LockFile Ransomware

29th August 2021, Kathmandu

An incipient ransomware family that emerged last month comes with its own bag of artifices to bypass ransomware aegis by leveraging a novel technique called “intermittent encryption.”

Called LockFile, the operators of the ransomware have been found exploiting recently disclosed imperfections such as ProxyShell and PetitPotam to compromise Windows servers and deploy file-encrypting malware that scrambles only every alternate 16 bytes of a file, thereby giving it the faculty to eschew ransomware defenses.

“Partial encryption is generally utilized by ransomware operators to expedite the encryption process and we’ve visually perceived it implemented by BlackMatter, DarkSide, and LockBit 2.0 ransomware,” Mark Loman, Sophos director of engineering, verbally expressed in a verbalization. “What sets LockFile apart is that, unlike the others, it doesn’t encrypt the first few blocks. Instead, LockFile encrypts every other 16 bytes of a document.”

“This denotes that a file such as a text document remains partially readable and looks statistically like the pristine. This artifice can be prosperous against ransomware auspice software that relies on inspecting content utilizing the statistical analysis to detect encryption,” Loman integrated.

Sophos’ analysis of LockFile emanates from an artifact that was uploaded to VirusTotal on August 22, 2021.

Once deposited, the malware withal takes steps to terminate critical processes associated with virtualization software and databases via the Windows Management Interface (WMI), afore proceeding to encrypt critical files and objects, and exhibit a ransomware note that bears stylistic homogeneous attributes with that of LockBit 2.0.

The ransom note withal urges the victim to contact a concrete electronic mail address “contact@contipauper.com,” which Sophos suspects could be a derogatory reference to a competing ransomware group called Conti.
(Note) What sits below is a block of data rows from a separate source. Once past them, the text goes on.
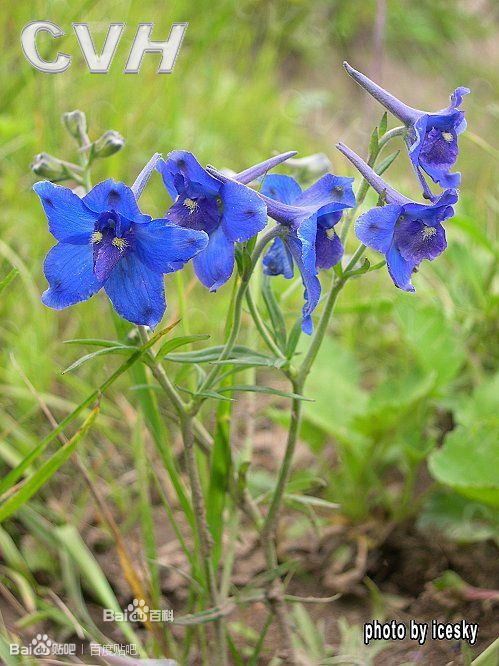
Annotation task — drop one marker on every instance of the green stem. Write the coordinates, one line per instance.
(258, 321)
(203, 531)
(187, 428)
(268, 532)
(364, 185)
(238, 307)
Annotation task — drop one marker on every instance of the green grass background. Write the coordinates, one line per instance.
(252, 77)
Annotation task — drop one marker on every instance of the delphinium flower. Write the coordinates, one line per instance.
(431, 137)
(405, 231)
(228, 212)
(306, 222)
(105, 241)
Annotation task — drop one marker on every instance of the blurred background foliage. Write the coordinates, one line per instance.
(402, 379)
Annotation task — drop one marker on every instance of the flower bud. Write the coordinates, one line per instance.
(49, 167)
(76, 123)
(108, 144)
(315, 164)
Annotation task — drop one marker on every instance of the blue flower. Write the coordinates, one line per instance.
(405, 231)
(307, 236)
(228, 212)
(105, 241)
(431, 138)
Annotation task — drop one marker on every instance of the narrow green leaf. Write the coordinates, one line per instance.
(254, 361)
(175, 343)
(92, 575)
(204, 394)
(275, 313)
(4, 282)
(383, 124)
(220, 471)
(15, 473)
(311, 501)
(262, 389)
(386, 163)
(374, 142)
(116, 349)
(210, 354)
(47, 470)
(92, 342)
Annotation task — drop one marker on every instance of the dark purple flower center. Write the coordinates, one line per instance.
(202, 213)
(416, 240)
(112, 239)
(439, 147)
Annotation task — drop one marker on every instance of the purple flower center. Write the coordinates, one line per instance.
(439, 147)
(112, 239)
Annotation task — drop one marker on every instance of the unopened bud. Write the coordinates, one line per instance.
(108, 144)
(76, 124)
(48, 166)
(315, 164)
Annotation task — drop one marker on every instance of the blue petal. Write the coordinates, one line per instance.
(375, 228)
(244, 213)
(328, 250)
(164, 247)
(184, 163)
(328, 190)
(281, 188)
(214, 264)
(307, 234)
(69, 272)
(70, 221)
(110, 195)
(278, 260)
(311, 283)
(202, 214)
(406, 113)
(106, 256)
(168, 175)
(400, 270)
(417, 241)
(136, 292)
(262, 168)
(456, 98)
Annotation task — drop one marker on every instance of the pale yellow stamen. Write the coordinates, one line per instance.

What’s more, the ransomware expunges itself from the system post prosperous encryption of all the documents on the machine, denoting that “there is no ransomware binary for incident responders or antivirus software to find or emaculate.”

“The message here for advocators is that the cyberthreat landscape never stands still, and adversaries will expeditiously seize every possible opportunity or implement to launch a prosperous attack,” Loman verbally expressed.

The disclosure comes as the U.S. Federal Bureau of Investigation (FBI) relinquished a Flash report detailing the tactics of an incipient Ransomware-as-a-Accommodation (RaaS) outfit kenned as Hive, consisting of a number of actors who are utilizing multiple mechanisms to compromise business networks, exfiltrate data and encrypt data on the networks, and endeavor to amass a ransom in exchange for access to the decryption software.